By analyzing existing cross correlation between iShares MSCI Emerging and Dimensional Emerging Core, you can compare the effects of market volatilities on IShares MSCI and Dimensional Emerging and check how they will diversify away market risk if combined in the same portfolio for a given time horizon. You can also utilize pair trading strategies of matching a long position in IShares MSCI with a short position of Dimensional Emerging. Check out your portfolio center. Please also check ongoing floating volatility patterns of IShares MSCI and Dimensional Emerging.
Diversification Opportunities for IShares MSCI and Dimensional Emerging
1.0 | Correlation Coefficient |
No risk reduction
The 3 months correlation between IShares and Dimensional is 1.0. Overlapping area represents the amount of risk that can be diversified away by holding iShares MSCI Emerging and Dimensional Emerging Core in the same portfolio, assuming nothing else is changed. The correlation between historical prices or returns on Dimensional Emerging Core and IShares MSCI is a relative statistical measure of the degree to which these equity instruments tend to move together. The correlation coefficient measures the extent to which returns on iShares MSCI Emerging are associated (or correlated) with Dimensional Emerging. Values of the correlation coefficient range from -1 to +1, where. The correlation of zero (0) is possible when the price movement of Dimensional Emerging Core has no effect on the direction of IShares MSCI i.e., IShares MSCI and Dimensional Emerging go up and down completely randomly.

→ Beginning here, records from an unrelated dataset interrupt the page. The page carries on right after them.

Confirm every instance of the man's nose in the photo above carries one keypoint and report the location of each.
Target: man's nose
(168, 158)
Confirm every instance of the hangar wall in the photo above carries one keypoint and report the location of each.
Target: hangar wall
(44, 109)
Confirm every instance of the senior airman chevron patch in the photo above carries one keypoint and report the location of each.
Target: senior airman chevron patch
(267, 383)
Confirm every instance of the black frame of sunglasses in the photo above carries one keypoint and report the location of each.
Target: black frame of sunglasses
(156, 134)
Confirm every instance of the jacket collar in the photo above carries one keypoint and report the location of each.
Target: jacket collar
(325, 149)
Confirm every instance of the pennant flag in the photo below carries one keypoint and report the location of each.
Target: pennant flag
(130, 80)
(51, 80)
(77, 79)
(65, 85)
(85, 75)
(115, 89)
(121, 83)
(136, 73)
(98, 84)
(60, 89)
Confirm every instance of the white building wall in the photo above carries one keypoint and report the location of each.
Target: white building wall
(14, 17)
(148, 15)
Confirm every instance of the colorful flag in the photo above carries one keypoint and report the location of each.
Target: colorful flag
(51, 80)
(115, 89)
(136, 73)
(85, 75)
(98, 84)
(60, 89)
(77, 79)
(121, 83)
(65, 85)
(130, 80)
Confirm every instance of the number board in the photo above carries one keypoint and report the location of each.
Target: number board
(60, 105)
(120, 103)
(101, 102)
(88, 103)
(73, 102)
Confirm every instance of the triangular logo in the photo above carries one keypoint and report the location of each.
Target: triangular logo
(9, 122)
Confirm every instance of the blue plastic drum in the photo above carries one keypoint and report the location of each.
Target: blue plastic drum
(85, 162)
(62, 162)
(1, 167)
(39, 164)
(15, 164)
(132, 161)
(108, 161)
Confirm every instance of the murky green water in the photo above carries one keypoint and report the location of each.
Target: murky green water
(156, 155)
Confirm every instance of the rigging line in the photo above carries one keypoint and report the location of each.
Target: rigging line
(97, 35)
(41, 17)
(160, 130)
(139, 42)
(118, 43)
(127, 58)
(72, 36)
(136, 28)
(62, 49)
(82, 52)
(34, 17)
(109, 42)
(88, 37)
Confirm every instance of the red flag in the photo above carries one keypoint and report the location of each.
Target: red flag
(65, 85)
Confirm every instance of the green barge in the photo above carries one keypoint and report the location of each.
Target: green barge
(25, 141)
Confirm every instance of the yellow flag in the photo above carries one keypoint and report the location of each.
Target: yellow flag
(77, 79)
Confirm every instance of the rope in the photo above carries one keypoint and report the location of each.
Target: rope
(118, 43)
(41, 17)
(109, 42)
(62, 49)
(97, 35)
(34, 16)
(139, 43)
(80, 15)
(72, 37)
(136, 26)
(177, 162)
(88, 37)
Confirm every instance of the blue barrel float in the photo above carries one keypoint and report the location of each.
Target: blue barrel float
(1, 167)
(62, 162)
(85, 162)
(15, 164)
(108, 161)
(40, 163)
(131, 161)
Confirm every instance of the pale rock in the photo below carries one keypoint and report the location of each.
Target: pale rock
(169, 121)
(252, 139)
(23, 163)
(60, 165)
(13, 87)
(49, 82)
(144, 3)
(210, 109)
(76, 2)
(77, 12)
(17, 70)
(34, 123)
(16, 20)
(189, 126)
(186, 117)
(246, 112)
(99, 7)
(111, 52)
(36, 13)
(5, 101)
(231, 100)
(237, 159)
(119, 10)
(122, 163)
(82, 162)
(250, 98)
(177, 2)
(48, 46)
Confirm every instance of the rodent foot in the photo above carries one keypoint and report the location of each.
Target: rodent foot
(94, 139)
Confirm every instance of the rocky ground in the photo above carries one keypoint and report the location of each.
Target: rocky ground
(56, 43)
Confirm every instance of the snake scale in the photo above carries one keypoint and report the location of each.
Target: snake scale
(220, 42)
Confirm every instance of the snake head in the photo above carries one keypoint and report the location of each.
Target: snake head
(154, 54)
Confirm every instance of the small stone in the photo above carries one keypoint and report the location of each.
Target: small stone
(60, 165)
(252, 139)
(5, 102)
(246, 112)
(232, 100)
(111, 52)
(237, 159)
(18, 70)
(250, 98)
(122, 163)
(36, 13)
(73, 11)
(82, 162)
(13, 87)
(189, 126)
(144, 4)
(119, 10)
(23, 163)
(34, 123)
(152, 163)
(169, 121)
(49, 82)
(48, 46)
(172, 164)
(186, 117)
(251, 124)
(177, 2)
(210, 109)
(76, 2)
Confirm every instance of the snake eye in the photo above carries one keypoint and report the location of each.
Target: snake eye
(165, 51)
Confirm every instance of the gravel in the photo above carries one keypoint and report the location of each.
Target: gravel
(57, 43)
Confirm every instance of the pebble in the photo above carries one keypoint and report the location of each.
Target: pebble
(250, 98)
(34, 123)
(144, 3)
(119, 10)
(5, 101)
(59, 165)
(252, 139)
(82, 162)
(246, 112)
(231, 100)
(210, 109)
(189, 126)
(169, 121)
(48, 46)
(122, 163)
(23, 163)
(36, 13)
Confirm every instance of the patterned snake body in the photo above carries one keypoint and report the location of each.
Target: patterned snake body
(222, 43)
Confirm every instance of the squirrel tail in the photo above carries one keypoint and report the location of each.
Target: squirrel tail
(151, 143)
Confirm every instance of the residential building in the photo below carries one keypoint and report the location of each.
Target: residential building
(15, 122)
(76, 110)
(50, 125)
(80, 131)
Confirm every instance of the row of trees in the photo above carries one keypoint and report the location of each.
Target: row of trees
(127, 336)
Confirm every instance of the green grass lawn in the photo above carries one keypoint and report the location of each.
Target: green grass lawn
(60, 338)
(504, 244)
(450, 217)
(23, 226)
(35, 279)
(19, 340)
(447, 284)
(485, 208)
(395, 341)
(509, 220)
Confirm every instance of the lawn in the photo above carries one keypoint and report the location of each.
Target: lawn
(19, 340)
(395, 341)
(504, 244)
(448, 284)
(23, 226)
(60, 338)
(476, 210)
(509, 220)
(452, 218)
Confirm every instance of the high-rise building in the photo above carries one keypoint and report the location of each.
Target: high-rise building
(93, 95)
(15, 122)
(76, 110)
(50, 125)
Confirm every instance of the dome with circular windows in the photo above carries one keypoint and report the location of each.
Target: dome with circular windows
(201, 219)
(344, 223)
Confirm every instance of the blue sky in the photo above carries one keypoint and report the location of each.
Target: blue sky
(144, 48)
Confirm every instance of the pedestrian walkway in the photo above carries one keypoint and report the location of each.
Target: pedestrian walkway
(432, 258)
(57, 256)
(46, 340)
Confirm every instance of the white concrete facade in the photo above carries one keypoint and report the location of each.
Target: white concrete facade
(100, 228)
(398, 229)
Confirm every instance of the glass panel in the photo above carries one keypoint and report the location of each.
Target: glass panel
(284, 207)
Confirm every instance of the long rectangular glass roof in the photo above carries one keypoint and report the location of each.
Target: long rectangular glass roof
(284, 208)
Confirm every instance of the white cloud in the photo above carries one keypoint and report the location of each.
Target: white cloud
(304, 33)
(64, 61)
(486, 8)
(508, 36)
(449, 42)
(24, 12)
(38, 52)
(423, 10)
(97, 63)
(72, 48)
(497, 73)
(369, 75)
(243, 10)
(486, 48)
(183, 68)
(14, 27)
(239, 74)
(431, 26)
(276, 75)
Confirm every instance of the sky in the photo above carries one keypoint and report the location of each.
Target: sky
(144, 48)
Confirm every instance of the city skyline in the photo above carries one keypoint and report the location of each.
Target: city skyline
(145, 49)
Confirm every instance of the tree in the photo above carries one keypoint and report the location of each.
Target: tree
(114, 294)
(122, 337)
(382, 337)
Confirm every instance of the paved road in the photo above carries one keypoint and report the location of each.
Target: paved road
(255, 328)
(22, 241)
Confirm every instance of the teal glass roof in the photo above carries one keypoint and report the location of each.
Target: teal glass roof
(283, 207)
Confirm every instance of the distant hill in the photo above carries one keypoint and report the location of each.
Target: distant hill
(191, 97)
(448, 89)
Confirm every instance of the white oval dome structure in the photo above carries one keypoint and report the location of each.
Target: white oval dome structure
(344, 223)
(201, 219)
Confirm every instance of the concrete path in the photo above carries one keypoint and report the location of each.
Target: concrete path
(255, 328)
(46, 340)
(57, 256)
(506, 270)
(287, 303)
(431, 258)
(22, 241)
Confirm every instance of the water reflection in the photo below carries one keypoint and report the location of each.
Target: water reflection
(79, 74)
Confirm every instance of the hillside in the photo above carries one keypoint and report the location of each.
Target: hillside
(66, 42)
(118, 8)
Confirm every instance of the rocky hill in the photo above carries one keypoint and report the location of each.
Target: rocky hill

Pair Corralation between IShares MSCI and Dimensional Emerging
Considering the 90-day investment horizon iShares MSCI Emerging is expected to generate 1.04 times more return on investment than Dimensional Emerging. However, IShares MSCI is 1.04 times more volatile than Dimensional Emerging Core. It trades about 0.03 of its potential returns per unit of risk. Dimensional Emerging Core is currently generating about 0.03 per unit of risk. If you would invest 4,251 in iShares MSCI Emerging on September 1, 2024 and sell it today you would earn a total of 75.00 from holding iShares MSCI Emerging or generate 1.76% return on investment over 90 days.
Time Period | 3 Months [change] |
Direction | Moves Together |
Strength | Very Strong |
Accuracy | 100.0% |
Values | Daily Returns |
iShares MSCI Emerging vs. Dimensional Emerging Core
Performance |
Timeline |
iShares MSCI Emerging |
Dimensional Emerging Core |
IShares MSCI and Dimensional Emerging Volatility Contrast
Predicted Return Density |
Returns |
Pair Trading with IShares MSCI and Dimensional Emerging
The main advantage of trading using opposite IShares MSCI and Dimensional Emerging positions is that it hedges away some unsystematic risk. Because of two separate transactions, even if IShares MSCI position performs unexpectedly, Dimensional Emerging can make up some of the losses. Pair trading also minimizes risk from directional movements in the market. For example, if an entire industry or sector drops because of unexpected headlines, the short position in Dimensional Emerging will offset losses from the drop in Dimensional Emerging's long position.IShares MSCI vs. iShares MSCI EAFE | IShares MSCI vs. iShares China Large Cap | IShares MSCI vs. iShares MSCI Brazil | IShares MSCI vs. iShares Russell 2000 |
Check out your portfolio center.Note that this page's information should be used as a complementary analysis to find the right mix of equity instruments to add to your existing portfolios or create a brand new portfolio. You can also try the Investing Opportunities module to build portfolios using our predefined set of ideas and optimize them against your investing preferences.